Service Level Agreements in Web Performance

Service Level Agreements (SLAs) appear to finally be maturing in the realm of Web performance. Both of the Web performance companies that I have worked for have understood their importance, but convincing the market of the importance of these metrics has been a challenge up until recently.
In the bandwidth and networking industries, SLAs have been a key component of contracts for many years. However, as Doug Kaye outlined in his book Strategies for Web Hosting and Managed Services, SLAs can also be useless.
The key to determining a useful Web performance SLA rests on some clear business concepts: relevance and enforceability. Many papers have been written on how to calculate SLAs, but that leaves companies still staggering with the understanding that they need SLAs, but don’t understand them.
Relevance
Relevance is a key SLA metric because an SLA defined by someone else may have no meaning to the types of metrics your business measures itself on. Whether the SLA is based on performance, availability or a weighted virtual metric designed specifically by the parties bound by the agreement, it has to mean something, and be meaningful.
The classic SLA is average performance of X seconds and availability of Y% over period Z. This is not particularly useful to businesses, as they have defines business metrics that they already use.
Take for example a stock trading company. in most cases, they are curious, but not concerned with their Web performance and availability between 17:00 and 08:00 Eastern Time.But when the markets are open, these metrics are critical to the business.
Now, try and take your stock-trading metric and overlay it at Amazon or eBay. Doesn’t fit. So, in a classic consultative fashion, SLAs have to be developed by asking what is useful to the client.

  • Who is to be involved in the SLA process?
  • How do SLAs for Internal Groups differ from those for External vendors?
  • Will this be pure technical measurement? Will business data be factored in?

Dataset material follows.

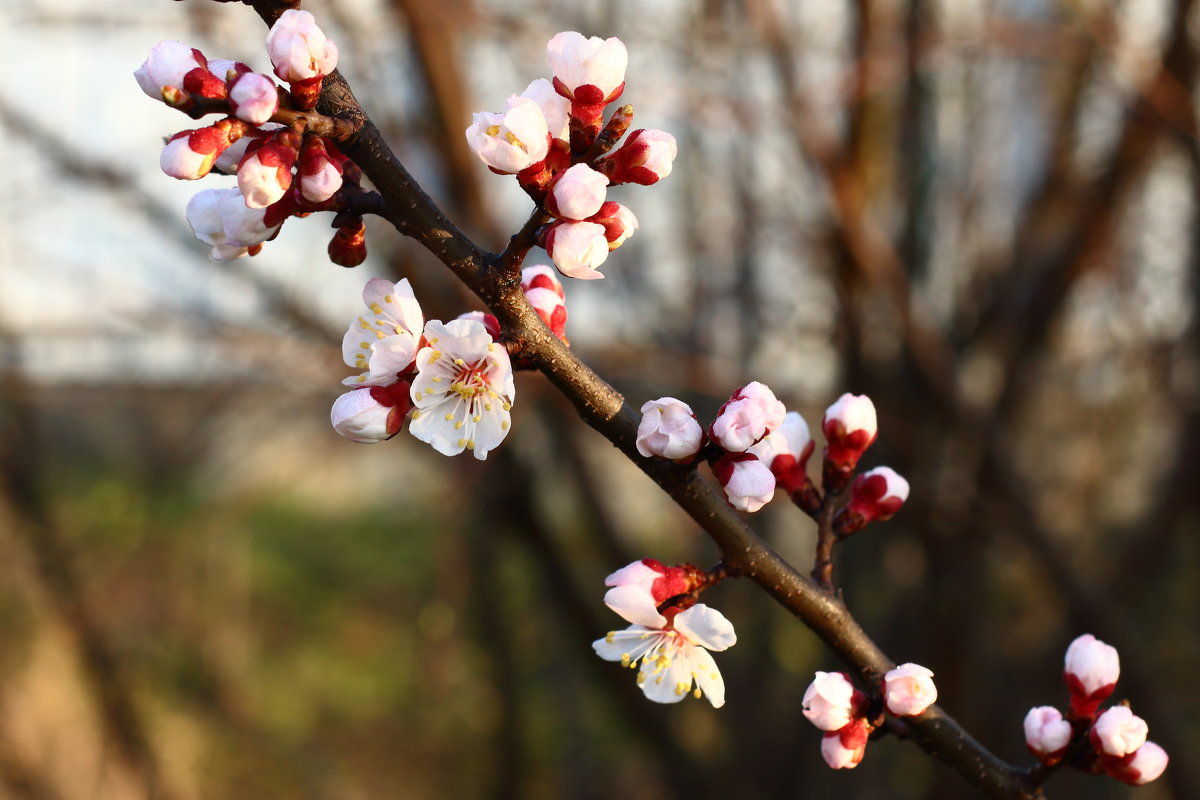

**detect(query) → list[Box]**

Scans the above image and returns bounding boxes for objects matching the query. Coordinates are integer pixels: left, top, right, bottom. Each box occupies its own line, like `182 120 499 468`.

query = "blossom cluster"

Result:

Asking and answering these questions makes the SLA definition process relevant to the Web performance objectives set by the organization.
Enforceability
The idea that an SLA with no teeth could exist is almost funny. But if you examine the majority of SLAs that are contracted between businesses in the Web performance space today, you will find that they are so vaguely defined and meaningless to the business objectives that actually enforcing the penalty clauses is next to impossible.
As real world experience shows, it is extremely difficult for most companies enforce SLAs. If the relevance objectives discussed above are hammered out so that the targets are clear and precise, then enforcement becomes a snap. The relevance objective often fails, because the SLA is imposed by one party on another; or an SLA is included in a contract as a feature, but when something goes wrong, escape path is clear for the “violating” party.
If an organization would like to try and develop a process to define enforceable SLAs, start with the internal business units. These are easier to develop, as everyone has a shared business objective, and all disputes can be arbitrated by internal executives or team leaders.
Once the internal teams understand and are able to live with the metrics used to measure the SLAs, then this can be extended to vendors. The important part of this extension is that third-party SLA measurement organizations will need to become involved in this process.
Some would say that I am tooting my own horn by advocating the use of these third-party measurement organizations, as I have worked for two of the leaders in this area. The need for a neutral third-party is crucial in this scenario; it would be like watching a soccer match (football for the enlightened among you) without the mediating influence of the referee.


If your organization is now considering implementing SLAs, then it is crucial that these agreements are relevant and enforceable. That way, both parties understand and will strive to meet easily measured and agreed upon goals, and understand that there are penalties for not delivering performance excellence.